Chez la gent littéraire on était en grand deuil ;
On suivait lentement un lugubre cercueil.
La robe de sapin vêtissait la Critique,
Morte la veille au soir. Sa santé rachitique,
Depuis quelque vingt ans, laissait hélas ! prévoir
Qu’elle allait bientôt dire un dernier au revoir
À ses vieux obligés, ses jeunes connaissances,
Les pionniers des arts, des lettres, des sciences,
Qui tous avaient senti de la dame, en son temps,
L’ongle, le bec, la grifse et les petites dents.
Les anciens la pleuraient. La défunte Critique,
Jadis d’un naturel assez autocratique,
Malmenait durement les maîtres prosateurs,
Ce dont ne se plaignaient les sérieux auteurs,
Car ses traits acérés, remplissant leur office,
N’étaient empoisonnés par l’amère injustice.
Plus tard, elle faiblit. Encens et compliment
Sur ses propres attraits faussaient son jugement.
On la vit tout à coup estimer l’œuvre, en vogue,
Faire cas du succès et se montrer très rogue
Envers le vrai talent du courageux lutteur
Qui se respectait trop pour être son flatteur.
Avec l’âge il advint qu’oubliant ses bésicles,
La dame publia des volumes d’articles
Louangeant à l’excès une troupe d’amis.
Le public la lisait. Comparant ses écrits
Aux ouvrages prônés, il dit sans apologues :
« La Critique se meurt. Elle a bu tant de drogues,
Sous forme de romans, brochures, feuilletons,
Qu’elle a l’esprit troublé, les goûts rien moins que bons. »
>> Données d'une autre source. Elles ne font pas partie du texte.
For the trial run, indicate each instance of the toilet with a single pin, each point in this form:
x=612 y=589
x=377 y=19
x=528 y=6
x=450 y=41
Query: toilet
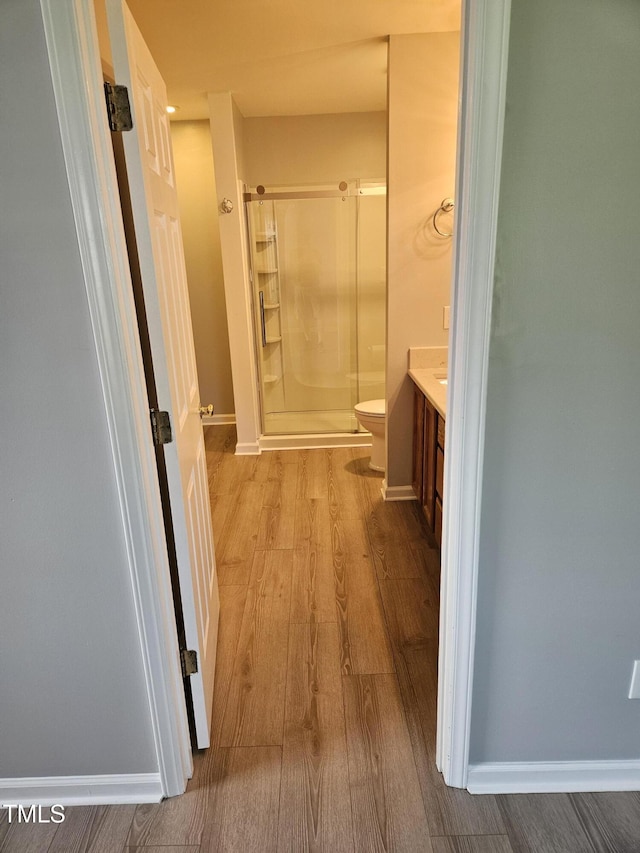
x=372 y=416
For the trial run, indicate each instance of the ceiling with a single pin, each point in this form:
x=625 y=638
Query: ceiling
x=282 y=57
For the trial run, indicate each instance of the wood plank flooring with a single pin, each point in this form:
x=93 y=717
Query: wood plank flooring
x=323 y=732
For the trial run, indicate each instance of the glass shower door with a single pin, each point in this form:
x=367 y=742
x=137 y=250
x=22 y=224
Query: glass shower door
x=305 y=295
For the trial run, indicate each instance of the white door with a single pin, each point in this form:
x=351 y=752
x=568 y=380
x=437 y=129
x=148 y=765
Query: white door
x=154 y=202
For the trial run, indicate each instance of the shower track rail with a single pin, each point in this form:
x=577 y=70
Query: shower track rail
x=261 y=194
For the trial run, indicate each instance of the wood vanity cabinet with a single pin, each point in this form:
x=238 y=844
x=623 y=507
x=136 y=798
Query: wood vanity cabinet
x=428 y=460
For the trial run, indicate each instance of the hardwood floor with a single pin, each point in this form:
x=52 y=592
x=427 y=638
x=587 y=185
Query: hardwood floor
x=323 y=732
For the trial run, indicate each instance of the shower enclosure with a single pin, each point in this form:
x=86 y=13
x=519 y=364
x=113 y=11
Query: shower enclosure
x=318 y=266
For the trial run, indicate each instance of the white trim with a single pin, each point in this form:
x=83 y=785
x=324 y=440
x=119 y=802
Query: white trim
x=484 y=54
x=74 y=56
x=82 y=790
x=248 y=449
x=216 y=420
x=397 y=493
x=554 y=777
x=315 y=441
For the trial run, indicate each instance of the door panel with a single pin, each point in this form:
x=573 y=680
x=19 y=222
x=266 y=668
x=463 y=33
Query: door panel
x=155 y=213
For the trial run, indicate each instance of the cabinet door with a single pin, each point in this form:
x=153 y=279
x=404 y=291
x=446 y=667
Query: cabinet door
x=418 y=442
x=429 y=463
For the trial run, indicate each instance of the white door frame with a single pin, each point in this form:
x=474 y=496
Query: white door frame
x=74 y=56
x=483 y=56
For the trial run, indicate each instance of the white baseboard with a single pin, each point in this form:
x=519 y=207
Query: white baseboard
x=82 y=790
x=554 y=777
x=397 y=493
x=218 y=420
x=249 y=448
x=314 y=441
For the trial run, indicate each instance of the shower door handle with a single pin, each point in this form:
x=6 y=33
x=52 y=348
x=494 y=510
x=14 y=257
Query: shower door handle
x=262 y=323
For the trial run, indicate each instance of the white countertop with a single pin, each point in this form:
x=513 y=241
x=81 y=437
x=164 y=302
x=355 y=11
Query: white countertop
x=427 y=365
x=427 y=380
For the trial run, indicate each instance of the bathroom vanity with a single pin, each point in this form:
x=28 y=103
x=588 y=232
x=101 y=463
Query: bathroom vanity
x=429 y=415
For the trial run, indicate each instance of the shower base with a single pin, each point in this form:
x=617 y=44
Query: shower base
x=298 y=430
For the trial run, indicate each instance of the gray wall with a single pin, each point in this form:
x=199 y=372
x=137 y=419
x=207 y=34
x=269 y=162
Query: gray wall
x=72 y=698
x=559 y=586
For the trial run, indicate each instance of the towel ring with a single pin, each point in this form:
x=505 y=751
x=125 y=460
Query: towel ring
x=446 y=206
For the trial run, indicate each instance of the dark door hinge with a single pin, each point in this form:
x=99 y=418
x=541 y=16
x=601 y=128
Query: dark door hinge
x=188 y=662
x=160 y=427
x=118 y=107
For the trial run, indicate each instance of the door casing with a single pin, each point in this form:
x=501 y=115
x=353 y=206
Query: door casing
x=74 y=57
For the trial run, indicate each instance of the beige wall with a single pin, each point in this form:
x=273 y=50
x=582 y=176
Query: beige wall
x=201 y=235
x=423 y=101
x=315 y=149
x=226 y=127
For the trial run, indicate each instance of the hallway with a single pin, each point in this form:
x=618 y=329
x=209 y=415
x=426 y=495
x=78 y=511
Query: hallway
x=323 y=734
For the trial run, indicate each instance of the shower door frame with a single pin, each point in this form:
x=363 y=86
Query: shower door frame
x=354 y=188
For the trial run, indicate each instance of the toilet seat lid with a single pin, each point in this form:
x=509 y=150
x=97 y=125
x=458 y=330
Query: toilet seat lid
x=375 y=408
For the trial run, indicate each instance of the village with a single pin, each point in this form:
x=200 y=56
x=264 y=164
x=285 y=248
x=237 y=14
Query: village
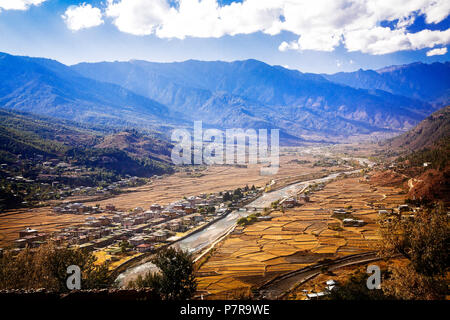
x=123 y=234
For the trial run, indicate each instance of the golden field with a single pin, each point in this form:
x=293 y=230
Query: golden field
x=163 y=191
x=297 y=238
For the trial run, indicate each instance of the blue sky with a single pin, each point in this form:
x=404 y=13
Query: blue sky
x=314 y=36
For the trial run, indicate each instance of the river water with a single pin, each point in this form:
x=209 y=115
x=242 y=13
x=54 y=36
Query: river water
x=199 y=240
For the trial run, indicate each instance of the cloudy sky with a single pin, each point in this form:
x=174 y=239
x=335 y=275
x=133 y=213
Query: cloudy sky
x=309 y=35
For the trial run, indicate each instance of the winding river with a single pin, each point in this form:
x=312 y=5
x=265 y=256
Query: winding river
x=199 y=240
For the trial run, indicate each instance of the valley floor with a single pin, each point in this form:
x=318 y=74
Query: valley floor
x=162 y=191
x=297 y=238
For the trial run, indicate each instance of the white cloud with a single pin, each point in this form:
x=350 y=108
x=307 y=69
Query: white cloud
x=320 y=25
x=18 y=4
x=437 y=52
x=82 y=17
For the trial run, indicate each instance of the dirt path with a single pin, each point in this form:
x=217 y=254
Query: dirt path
x=280 y=286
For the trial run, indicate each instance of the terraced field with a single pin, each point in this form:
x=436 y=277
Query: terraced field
x=299 y=237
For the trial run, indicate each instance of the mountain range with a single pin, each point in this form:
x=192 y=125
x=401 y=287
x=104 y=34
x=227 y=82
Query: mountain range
x=244 y=94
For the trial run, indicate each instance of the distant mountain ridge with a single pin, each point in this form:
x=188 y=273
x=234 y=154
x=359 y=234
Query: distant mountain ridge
x=428 y=133
x=251 y=93
x=242 y=94
x=427 y=82
x=47 y=87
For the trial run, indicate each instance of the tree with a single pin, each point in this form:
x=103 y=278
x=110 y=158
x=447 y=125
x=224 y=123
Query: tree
x=424 y=242
x=46 y=267
x=175 y=279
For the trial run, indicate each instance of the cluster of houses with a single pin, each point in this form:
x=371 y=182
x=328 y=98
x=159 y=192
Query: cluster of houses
x=142 y=229
x=291 y=202
x=349 y=221
x=329 y=286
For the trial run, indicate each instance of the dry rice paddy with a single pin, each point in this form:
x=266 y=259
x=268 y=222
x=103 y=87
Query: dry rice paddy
x=295 y=239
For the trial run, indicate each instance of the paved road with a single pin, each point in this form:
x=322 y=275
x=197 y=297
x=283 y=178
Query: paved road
x=278 y=287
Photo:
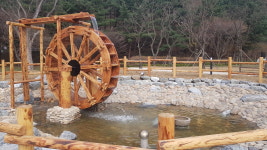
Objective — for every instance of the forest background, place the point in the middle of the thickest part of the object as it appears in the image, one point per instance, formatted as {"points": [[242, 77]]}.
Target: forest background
{"points": [[158, 28]]}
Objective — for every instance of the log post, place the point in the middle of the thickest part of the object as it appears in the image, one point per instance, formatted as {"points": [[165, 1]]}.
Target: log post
{"points": [[42, 63], [166, 126], [65, 88], [174, 67], [11, 65], [124, 65], [200, 65], [230, 63], [260, 69], [24, 62], [3, 69], [149, 65], [24, 118]]}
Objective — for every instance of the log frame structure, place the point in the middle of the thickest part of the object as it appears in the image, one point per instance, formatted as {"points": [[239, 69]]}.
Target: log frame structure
{"points": [[81, 64]]}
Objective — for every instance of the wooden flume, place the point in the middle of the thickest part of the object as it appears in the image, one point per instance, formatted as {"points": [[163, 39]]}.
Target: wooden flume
{"points": [[81, 64]]}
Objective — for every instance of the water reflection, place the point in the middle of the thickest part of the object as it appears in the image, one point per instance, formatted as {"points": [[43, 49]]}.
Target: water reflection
{"points": [[120, 124]]}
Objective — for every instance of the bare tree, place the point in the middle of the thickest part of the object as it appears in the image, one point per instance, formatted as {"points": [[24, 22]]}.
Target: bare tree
{"points": [[16, 9]]}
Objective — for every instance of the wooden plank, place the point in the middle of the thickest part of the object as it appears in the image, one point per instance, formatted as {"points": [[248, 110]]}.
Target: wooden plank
{"points": [[213, 140], [11, 66], [73, 18], [24, 62], [14, 129], [63, 144], [24, 118]]}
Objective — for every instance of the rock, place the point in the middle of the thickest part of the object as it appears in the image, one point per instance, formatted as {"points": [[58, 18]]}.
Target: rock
{"points": [[154, 79], [135, 77], [252, 98], [226, 113], [163, 80], [4, 84], [145, 78], [155, 88], [68, 135], [194, 90], [258, 88]]}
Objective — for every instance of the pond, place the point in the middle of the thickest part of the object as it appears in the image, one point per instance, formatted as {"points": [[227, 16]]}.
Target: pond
{"points": [[120, 124]]}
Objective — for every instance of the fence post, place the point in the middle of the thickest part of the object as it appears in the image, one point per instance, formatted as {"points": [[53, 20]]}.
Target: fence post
{"points": [[174, 67], [230, 63], [149, 65], [260, 69], [124, 65], [24, 118], [166, 126], [3, 69], [200, 65]]}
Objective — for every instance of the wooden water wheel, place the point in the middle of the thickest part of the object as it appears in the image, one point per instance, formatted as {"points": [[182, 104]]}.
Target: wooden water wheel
{"points": [[93, 63]]}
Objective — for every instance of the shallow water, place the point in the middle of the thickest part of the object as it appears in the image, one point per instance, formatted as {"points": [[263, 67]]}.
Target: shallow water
{"points": [[120, 124]]}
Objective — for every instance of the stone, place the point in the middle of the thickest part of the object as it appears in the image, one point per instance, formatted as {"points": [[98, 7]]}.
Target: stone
{"points": [[144, 77], [135, 77], [68, 135], [252, 98], [194, 91]]}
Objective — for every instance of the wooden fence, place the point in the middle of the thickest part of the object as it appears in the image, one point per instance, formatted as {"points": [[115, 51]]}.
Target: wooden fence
{"points": [[22, 134], [174, 62], [259, 66]]}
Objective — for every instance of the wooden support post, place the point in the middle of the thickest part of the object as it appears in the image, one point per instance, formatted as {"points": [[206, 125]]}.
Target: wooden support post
{"points": [[24, 62], [213, 140], [149, 65], [3, 69], [11, 65], [200, 65], [124, 65], [65, 88], [42, 63], [174, 67], [230, 64], [63, 144], [166, 126], [261, 69], [24, 118]]}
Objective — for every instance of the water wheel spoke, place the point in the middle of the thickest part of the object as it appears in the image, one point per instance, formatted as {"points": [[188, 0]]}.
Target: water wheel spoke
{"points": [[88, 94], [95, 73], [94, 59], [82, 46], [76, 89], [87, 56], [66, 53], [87, 76]]}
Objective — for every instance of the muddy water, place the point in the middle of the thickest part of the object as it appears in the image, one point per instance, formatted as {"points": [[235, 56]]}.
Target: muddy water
{"points": [[120, 124]]}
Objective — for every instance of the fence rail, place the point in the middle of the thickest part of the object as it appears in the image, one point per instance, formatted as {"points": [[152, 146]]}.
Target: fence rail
{"points": [[260, 66], [173, 67]]}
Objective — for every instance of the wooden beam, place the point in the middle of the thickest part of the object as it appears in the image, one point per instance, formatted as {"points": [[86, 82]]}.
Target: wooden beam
{"points": [[73, 18], [14, 129], [63, 144], [25, 118], [213, 140]]}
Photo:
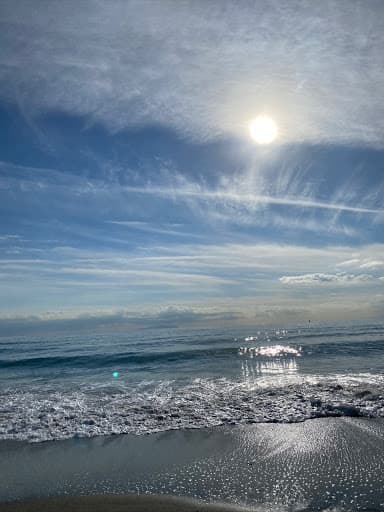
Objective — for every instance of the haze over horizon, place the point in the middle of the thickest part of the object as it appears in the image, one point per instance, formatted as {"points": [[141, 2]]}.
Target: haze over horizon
{"points": [[131, 193]]}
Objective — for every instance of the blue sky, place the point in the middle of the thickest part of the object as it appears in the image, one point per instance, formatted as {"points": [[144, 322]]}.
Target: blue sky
{"points": [[131, 194]]}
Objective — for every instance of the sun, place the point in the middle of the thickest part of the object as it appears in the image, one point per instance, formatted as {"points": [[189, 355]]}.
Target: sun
{"points": [[263, 130]]}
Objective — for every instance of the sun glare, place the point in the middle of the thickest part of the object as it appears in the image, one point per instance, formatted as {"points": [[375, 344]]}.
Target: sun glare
{"points": [[263, 130]]}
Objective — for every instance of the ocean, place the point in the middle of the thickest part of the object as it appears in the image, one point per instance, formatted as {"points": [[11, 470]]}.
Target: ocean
{"points": [[60, 387]]}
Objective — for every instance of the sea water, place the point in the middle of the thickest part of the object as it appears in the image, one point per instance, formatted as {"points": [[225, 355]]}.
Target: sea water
{"points": [[57, 387]]}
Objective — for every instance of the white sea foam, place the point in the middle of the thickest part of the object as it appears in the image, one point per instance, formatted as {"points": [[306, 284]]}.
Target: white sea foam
{"points": [[41, 414]]}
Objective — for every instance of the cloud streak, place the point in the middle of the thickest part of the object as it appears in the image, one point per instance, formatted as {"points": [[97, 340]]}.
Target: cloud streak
{"points": [[201, 69]]}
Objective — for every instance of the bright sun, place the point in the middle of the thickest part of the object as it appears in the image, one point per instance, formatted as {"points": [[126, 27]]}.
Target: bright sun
{"points": [[263, 130]]}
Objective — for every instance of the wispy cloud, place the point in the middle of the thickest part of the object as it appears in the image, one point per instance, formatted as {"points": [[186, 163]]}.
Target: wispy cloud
{"points": [[340, 278], [183, 78]]}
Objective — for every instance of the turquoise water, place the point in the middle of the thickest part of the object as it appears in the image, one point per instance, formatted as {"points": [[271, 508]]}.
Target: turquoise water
{"points": [[149, 381]]}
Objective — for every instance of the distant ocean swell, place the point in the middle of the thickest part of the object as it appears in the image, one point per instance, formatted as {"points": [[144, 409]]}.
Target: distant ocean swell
{"points": [[366, 348], [44, 414]]}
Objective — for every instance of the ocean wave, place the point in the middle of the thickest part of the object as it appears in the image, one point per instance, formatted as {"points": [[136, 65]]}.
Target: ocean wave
{"points": [[47, 414]]}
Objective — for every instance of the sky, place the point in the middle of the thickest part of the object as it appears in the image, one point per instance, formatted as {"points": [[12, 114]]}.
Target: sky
{"points": [[131, 192]]}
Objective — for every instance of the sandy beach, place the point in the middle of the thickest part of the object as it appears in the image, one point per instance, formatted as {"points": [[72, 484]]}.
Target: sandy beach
{"points": [[117, 504], [315, 465]]}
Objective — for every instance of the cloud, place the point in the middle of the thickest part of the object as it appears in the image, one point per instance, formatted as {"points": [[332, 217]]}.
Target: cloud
{"points": [[349, 263], [202, 68], [373, 264], [319, 278], [105, 321]]}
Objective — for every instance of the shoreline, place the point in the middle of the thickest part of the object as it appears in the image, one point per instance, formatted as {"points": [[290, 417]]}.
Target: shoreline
{"points": [[311, 465], [116, 503]]}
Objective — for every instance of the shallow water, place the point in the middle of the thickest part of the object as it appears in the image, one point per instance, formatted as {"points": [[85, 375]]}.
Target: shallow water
{"points": [[61, 387]]}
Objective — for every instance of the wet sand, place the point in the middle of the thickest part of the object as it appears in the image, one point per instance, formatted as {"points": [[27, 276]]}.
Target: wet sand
{"points": [[315, 465], [117, 504]]}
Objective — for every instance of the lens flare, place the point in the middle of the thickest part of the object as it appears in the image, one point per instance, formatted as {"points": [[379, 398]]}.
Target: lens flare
{"points": [[263, 130]]}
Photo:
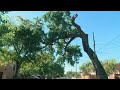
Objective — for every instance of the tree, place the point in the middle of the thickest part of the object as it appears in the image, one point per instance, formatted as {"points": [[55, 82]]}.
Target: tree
{"points": [[60, 34], [70, 74], [63, 30], [87, 68], [23, 41]]}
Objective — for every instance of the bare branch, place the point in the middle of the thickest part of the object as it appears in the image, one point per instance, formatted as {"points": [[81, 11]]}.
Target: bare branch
{"points": [[68, 44]]}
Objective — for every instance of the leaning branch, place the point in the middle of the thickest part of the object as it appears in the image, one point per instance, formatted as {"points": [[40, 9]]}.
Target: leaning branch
{"points": [[100, 72]]}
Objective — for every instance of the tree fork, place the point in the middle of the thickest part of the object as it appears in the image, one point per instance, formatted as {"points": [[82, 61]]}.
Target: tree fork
{"points": [[100, 72]]}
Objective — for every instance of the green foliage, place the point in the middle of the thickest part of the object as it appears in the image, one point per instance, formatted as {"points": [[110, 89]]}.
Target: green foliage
{"points": [[71, 74], [60, 32]]}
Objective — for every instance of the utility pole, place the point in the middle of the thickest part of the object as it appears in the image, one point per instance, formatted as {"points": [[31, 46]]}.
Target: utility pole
{"points": [[94, 42], [76, 69]]}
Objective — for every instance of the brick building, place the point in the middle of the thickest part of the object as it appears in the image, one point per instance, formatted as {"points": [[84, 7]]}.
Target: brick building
{"points": [[114, 75]]}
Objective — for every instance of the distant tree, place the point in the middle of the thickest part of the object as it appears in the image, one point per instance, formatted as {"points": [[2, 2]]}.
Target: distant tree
{"points": [[109, 66]]}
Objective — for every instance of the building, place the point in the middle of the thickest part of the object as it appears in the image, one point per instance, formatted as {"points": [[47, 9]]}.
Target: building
{"points": [[114, 75]]}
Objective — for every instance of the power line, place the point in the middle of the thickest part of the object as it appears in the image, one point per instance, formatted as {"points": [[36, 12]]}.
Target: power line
{"points": [[113, 40]]}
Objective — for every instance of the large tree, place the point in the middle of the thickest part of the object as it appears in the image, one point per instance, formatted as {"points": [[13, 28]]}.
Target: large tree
{"points": [[63, 30], [23, 41]]}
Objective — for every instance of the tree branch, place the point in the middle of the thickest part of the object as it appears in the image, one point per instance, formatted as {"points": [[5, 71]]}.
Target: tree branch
{"points": [[100, 72], [68, 44]]}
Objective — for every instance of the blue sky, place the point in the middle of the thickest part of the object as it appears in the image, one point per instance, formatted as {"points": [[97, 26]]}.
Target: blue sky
{"points": [[104, 24]]}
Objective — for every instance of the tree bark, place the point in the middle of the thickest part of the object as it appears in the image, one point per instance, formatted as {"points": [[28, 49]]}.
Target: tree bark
{"points": [[100, 72], [18, 64]]}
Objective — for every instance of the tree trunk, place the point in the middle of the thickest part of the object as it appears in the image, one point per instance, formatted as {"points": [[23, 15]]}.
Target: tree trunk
{"points": [[18, 64], [100, 72]]}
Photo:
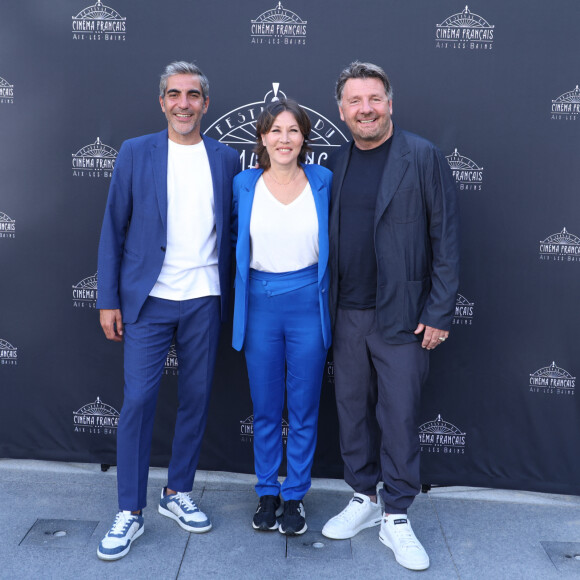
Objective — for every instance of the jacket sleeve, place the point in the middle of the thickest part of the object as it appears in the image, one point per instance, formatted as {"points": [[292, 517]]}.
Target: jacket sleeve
{"points": [[443, 231], [114, 229]]}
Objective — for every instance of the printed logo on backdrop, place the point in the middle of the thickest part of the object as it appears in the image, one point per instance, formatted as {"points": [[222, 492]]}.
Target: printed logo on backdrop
{"points": [[85, 293], [465, 30], [99, 22], [94, 160], [247, 430], [6, 92], [171, 364], [440, 436], [464, 310], [278, 26], [97, 418], [329, 374], [561, 247], [468, 174], [552, 380], [567, 106], [238, 129], [7, 226], [8, 353]]}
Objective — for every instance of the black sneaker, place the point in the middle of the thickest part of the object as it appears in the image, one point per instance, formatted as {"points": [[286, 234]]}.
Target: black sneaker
{"points": [[267, 511], [294, 519]]}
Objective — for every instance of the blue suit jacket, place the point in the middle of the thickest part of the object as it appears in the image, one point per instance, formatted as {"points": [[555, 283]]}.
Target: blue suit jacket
{"points": [[416, 232], [134, 232], [320, 180]]}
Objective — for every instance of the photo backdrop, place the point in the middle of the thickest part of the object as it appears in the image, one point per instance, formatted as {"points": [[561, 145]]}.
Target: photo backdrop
{"points": [[494, 84]]}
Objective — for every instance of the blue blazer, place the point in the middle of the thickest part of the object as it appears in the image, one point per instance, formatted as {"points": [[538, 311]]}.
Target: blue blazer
{"points": [[320, 180], [416, 232], [134, 231]]}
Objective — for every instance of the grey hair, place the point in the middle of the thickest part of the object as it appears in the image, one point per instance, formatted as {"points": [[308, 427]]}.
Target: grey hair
{"points": [[181, 67], [362, 70]]}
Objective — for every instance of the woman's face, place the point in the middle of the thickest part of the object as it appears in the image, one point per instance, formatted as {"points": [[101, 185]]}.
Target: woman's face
{"points": [[284, 140]]}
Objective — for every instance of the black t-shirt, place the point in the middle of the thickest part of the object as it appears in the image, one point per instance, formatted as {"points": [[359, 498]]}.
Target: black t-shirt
{"points": [[357, 265]]}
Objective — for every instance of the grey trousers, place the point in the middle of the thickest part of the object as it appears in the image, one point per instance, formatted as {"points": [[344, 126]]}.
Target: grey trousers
{"points": [[378, 392]]}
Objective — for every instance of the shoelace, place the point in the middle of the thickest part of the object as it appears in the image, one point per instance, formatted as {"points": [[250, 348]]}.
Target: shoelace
{"points": [[185, 501], [293, 507], [350, 511], [405, 536], [267, 503], [122, 521]]}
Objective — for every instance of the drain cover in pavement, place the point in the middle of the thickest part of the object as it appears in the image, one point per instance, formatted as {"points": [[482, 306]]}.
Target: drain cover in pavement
{"points": [[59, 533], [564, 555], [314, 545]]}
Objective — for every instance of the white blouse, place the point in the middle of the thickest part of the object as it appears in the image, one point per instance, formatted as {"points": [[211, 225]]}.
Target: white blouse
{"points": [[284, 238]]}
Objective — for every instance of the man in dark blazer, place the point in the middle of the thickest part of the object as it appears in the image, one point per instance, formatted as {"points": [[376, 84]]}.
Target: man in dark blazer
{"points": [[394, 278], [163, 273]]}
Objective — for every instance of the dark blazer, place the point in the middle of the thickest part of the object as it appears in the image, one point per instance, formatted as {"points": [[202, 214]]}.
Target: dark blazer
{"points": [[416, 238], [134, 231], [244, 187]]}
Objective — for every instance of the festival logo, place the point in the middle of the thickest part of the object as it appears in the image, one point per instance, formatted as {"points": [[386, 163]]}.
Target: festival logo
{"points": [[8, 353], [279, 26], [7, 226], [85, 293], [329, 372], [567, 106], [442, 437], [463, 311], [94, 160], [96, 418], [247, 430], [465, 30], [6, 92], [238, 129], [468, 175], [552, 380], [171, 364], [560, 247], [99, 22]]}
Le propos rapporté, la Critique en furie
Appelle à son secours la Camaraderie ;
L’autre l’amadouant, pis encore l’égara,
Si bien que dans ses bras la mourante expira.
Le corps drapé de noir, conduit au cimetière,
Descendu dans la fosse et recouvert de terre :
La Critique n’est plus ! Désormais les lecteurs
Ont seuls droit de juger le talent des auteurs.